Le permis de travail fut refusé à Monsieur SIREC par arrêté du ministre du Travail et de l’Emploi du 29 mai 1997, aux motifs suivants: « 1. pour des raisons inhérentes à la situation et à l’organisation du marché de l’emploi; 2. priorité à l’emploi des ressortissants de l’Espace Economique Européen (E.E.E.); 3. poste de 1 travail non déclaré vacant par l’employeur; 4. des demandeurs d’emploi appropriés sont disponibles sur place ».

Par requête déposée le 25 août 1997, la société … KLIEM S.A. et Monsieur SIREC, ci-après dénommés « les demandeurs », ont introduit un recours en annulation contre l’arrêté du 29 mai 1997 pour détournement de pouvoir, sinon pour absence de motifs légaux, étant donné que les motifs indiqués par le ministre du Travail ne correspondaient ni à la réalité ni au critère de précision requis par la loi.

Ils font valoir plus particulièrement que les motifs invoqués par le ministre du Travail ne permettraient de refuser un permis de travail qu’à condition de se référer avec précision à la situation et à l’organisation du marché de l’emploi existant au moment où la décision est prise. La décision de refus devrait également être motivée d’après les éléments objectifs tirés du marché de l’emploi. Ils estiment que cette exigence s’impose d’autant plus qu’en l’occurrence Monsieur SIREC a fait une demande pour obtenir la nationalité allemande, qui lui sera accordée dès qu’il aura perdu la nationalité yougoslave. De surcroît, il serait titulaire, en Allemagne, d’une autorisation de travail à durée illimitée. En ce qui concerne le motif que le poste n’aurait pas été déclaré vacant, ils précisent que la société … KLIEM S.A. n’avait pas recherché un employé, mais que c’était Monsieur SIREC qui avait postulé pour un emploi et qu’en raison de son profil particulièrement attrayant, la société … KLIEM S.A. aurait pris la décision de l’engager.

Le délégué du gouvernement soutient que le refus du permis de travail est légalement justifié.
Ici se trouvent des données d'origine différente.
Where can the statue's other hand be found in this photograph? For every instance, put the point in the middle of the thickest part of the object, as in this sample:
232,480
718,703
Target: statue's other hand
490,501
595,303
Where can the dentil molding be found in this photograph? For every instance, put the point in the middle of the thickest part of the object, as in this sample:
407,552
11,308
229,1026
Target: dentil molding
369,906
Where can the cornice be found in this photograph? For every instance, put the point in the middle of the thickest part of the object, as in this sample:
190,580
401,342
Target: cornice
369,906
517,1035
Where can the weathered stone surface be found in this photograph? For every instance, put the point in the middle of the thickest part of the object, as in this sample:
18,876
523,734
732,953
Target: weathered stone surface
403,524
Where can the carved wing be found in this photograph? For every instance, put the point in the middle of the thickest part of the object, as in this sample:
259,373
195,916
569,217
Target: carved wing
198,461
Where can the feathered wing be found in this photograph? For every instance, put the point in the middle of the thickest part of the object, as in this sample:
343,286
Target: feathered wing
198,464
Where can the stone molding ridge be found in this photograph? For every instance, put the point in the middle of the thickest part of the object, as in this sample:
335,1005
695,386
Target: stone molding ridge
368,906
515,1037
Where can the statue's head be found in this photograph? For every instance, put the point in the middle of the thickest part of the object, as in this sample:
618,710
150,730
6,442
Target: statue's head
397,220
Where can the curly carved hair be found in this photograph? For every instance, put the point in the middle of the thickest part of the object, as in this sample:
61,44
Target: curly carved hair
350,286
Il fait valoir en premier lieu que le ministre peut refuser le permis de travail s’il existe des motifs réels qui ont trait à la situation, à l’évolution ou à l’organisation du marché de l’emploi. Or la situation du marché luxembourgeois de l’emploi, avec le taux croissant de chômage, permettrait de prendre une telle décision.
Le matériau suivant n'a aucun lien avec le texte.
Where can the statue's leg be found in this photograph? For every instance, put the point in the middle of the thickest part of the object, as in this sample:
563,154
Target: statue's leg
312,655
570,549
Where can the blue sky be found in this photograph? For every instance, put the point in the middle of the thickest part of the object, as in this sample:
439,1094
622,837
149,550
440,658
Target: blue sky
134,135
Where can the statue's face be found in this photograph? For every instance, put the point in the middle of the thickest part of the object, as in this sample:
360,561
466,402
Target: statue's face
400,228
Il précise encore que des licenciements économiques ont été effectués sur la place financière au courant des semaines précédant la décision d’embauche de Monsieur SIREC. Il relève encore que Monsieur SIREC ne dispose pas d’une autorisation de séjour au Luxembourg. La société … KLIEM S.A. n’aurait dès lors pas respecté les dispositions de l’article 16 de la loi modifiée du 21 février 1976 concernant l’organisation et le fonctionnement de l’ADEM et portant création d’une commission nationale de l’emploi, prohibant le recrutement de main-d’oeuvre à l’étranger.
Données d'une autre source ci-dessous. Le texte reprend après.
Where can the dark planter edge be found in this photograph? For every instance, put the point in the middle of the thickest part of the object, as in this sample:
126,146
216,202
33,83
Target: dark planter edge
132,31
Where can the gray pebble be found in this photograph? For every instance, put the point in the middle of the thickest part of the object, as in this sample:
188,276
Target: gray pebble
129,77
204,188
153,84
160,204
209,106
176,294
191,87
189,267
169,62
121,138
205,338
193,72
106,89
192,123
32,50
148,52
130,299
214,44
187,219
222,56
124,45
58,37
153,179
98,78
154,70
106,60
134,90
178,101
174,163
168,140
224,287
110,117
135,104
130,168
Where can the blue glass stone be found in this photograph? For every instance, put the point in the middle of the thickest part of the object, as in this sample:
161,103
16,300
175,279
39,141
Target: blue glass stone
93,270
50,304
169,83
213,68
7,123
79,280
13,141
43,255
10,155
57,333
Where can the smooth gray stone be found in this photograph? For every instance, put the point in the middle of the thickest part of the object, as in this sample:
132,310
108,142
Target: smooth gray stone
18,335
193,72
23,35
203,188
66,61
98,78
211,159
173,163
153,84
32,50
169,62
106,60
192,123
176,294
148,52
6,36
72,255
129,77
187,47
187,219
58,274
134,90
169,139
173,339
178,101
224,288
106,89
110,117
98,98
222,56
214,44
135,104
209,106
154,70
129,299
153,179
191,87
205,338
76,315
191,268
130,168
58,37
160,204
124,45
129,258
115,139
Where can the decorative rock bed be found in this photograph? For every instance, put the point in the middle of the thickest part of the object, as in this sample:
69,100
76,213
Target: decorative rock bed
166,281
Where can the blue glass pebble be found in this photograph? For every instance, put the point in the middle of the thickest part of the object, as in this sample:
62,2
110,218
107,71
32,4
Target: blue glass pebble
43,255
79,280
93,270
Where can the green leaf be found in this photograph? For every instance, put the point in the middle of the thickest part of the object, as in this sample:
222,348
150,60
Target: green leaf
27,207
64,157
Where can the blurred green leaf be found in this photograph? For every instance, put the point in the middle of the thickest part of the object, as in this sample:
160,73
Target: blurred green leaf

Le représentant étatique relève en deuxième lieu que la priorité à l’emploi des ressortissants de l’EEE constitue une obligation imposée aux Etats membres de l’union européenne par le droit communautaire. L’affirmation que Monsieur SIREC aurait fait une demande pour obtenir la nationalité allemande et qu’il serait titulaire en Allemagne d’une autorisation de travail, ne saurait énerver la pertinence de ce motif.

Il rencontre l’argumentation des demandeurs consistant à dire que l’employeur n’avait pas l’obligation de déclarer le poste vacant avant d’embaucher Monsieur SIREC, au motif que l’employeur n’avait, en fait, pas eu de vacance de poste, par la référence aux dispositions des articles 9 de la loi précitée du 21 février 1976 et 4 du règlement grand-ducal modifié du 12 mai 1972 déterminant les mesures applicables pour l’emploi des travailleurs étrangers sur le territoire du Grand-Duché de Luxembourg.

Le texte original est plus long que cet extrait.